Zipline’s new baby: It’s quiet
We know babies cry. A lot. It is an adorable proof of live that a parent loves to hear.
But this new baby from Zipline does not make a sound.
And the company loves it that way.
Last week, the American drone logistics company a new delivery platform, the Platform 2 (P2) that it claims will provide quiet, fast and precise autonomous delivery directly to homes in cities and suburbs.
“The company’s next generation home delivery platform is practically silent (designed to sound like wind rustling leaves), and is expected to deliver up to seven times as fast as traditional automobile delivery, completing 10-mile deliveries in about 10 minutes,” Zipline said in a statement.
Clearly developed with the urban consumer delivery market in mind, the new P2 Zips have a flight range of a 10-mile (about 16km) service radius while carrying a 6-8-pound payload for out-and-back deliveries from a single dock (more on the docking system later). Alternatively, it can also fly up to 24 miles (nearly 38.5km) one way from dock to dock, charging at each dock before picking up its next delivery.
“Because Zips can move from dock to dock, Zipline can dynamically respond to peak order times – ensuring there’s enough delivery capacity for an urgent prescription delivery or a busy Friday pizza night or weekday lunch rush.”
By comparison, the new Zips’ older sisters, the P1, can fly for 80km one way, chiefly on medical supply deliveries to remote places.
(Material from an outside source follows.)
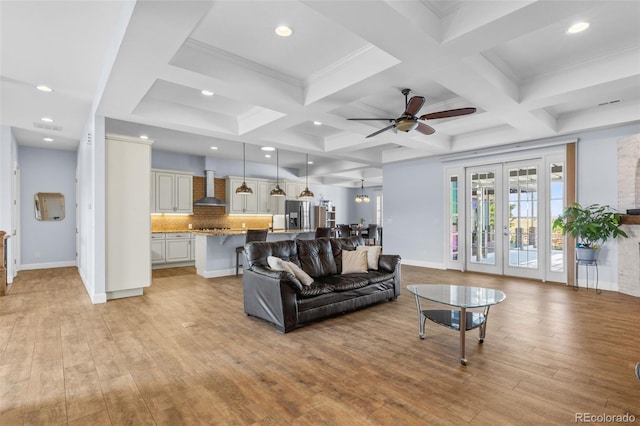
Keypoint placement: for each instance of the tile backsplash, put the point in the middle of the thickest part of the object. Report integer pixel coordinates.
(207, 216)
It is safe to say they still got life in them for the foreseeable future.
While older model Zips would air drop their packages a designated drop zone when they arrive at their destination, the new models will release a droid that will fly down to deliver the package before back up to the Zip, and off it goes back to base.
Maybe that is because the packages to be delivered will include food, and you really do not want to drop a pizza or takeaway delivery from 300 feet, do you?
For the same reasons, the packing and take-off system is also different from the pioneer P1, which released on its way via a catapult system.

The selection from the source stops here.